In a previous meditation journal entry thoughts on just praying the character of God what He has definitely shown to me personally at sometime in my life, and can I pray for just Fifteen Minutes from my heart speaking to God of who He is, again, to me personally. As I thought on this reading Psalm 99, 98, and 24 another area of personal spiritual life came to me.
Speaking unto your selves in psalms, and hymns, and spiritual songs, singing, and making melody to the Lord in your hearts,
Ephesians 5:19 GNV
I am already exploring the psalms, but asking "could Jesus have prayed this psalm"? Equally valid is asking, "could Jesus have sung this psalm?” And in that challenge is a psalm spoken as it states here, or is it to be sung, as in "and when they had sung a psalm, they went out unto the Mount of Olives". (Matthew 26:30). But then to open that argument a little more I remember having singing described as sustained speech.
A few years back I also remember a discussion about choice of music for corporate or Sunday services worship What should they say? Should they focus on who Christ is as my fifteen minute prayer time? Or what the Lord has done, and what it means in my life, which some say is man centered? Reading these last Psalms it would seem the focus is on the greatness of all who and what God is. But quite a number of earlier Psalms center on "Lord help me", oh, definitely man centered, but seeking the Lord.
Looking again at Jesus and extending the thought of speech being sustained, and asking what did Jesus say about our speech, what should we talk of, including when we sing? We just saw that Jesus with His disciples sang a psalm. Looking in othe places we read that Jesus told the wild man of Gadara to go back and tell what great things the Lord has done for you. (Luke 5). When John's disciples ask of Jesus if he was the One they really were to be looking to come, Jesus told them to look at all was happening and then to go tell John what they saw. The Psalms are a mixture of many aspects of life and emotions all dependent on who and what the person of Jesus Christ is. And in that there are few Psalms, if any, that are a good solid combination of Psalm 88 and Psalm 99,
Thine indignations go over me, and thy fear hath cut me off.
Psalms 88:16 GNV
Exalt the Lord our God, and fall down before his footestool: for he is holy.
Psalms 99:5 GNV
Each from the heart and need of man, but different day. Also, straight to the same God both views right as needed by man of and to that same God. And in that I can sing "I need thee every hour", but also sing "In Christ Alone, my hope is found". We need Psalm 99 entirely focusing on all of who God is, and all of Psalm 88, all of man's personal desperate need of God.

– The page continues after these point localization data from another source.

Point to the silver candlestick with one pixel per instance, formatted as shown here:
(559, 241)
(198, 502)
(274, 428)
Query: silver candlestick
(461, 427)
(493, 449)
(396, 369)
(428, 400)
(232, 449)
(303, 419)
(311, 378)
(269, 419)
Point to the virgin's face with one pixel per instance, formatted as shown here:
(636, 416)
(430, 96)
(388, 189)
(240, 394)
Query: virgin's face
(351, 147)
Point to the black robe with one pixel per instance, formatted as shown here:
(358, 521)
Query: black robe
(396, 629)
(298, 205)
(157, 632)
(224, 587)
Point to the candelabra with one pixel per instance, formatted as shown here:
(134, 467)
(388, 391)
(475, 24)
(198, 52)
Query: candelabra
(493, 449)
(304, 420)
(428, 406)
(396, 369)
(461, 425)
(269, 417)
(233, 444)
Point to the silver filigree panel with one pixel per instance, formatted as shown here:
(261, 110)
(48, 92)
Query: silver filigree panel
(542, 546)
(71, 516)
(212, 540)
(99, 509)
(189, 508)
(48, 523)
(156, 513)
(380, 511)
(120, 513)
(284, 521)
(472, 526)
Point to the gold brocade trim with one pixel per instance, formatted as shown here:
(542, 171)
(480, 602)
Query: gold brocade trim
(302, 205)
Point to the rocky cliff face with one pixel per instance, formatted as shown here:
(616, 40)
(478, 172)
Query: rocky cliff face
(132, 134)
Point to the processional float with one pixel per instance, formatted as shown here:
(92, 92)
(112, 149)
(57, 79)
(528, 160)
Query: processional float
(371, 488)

Touching this aspect of speaking to ourselves in psalms, hymns, and spiritual songs once again is only my ponderings, my meditations, thoughts that run around in my head. They do not establish church polity, or doctrine. They are challenges to my personal walk before the Lord. For instance when I read Psalm 99 do I see inside of me the desire, the need to worship the Lord, the Almighty God, the King with the same passion and humility as the psalmist who wrote it?
But then in my ponderings, my wonderings, well, the Lord put within my mind to "Come, See Me", to look at Psalm 99 totally different than I have been viewing it these last several days. What a difference it makes of singing hymns, and seeing Him.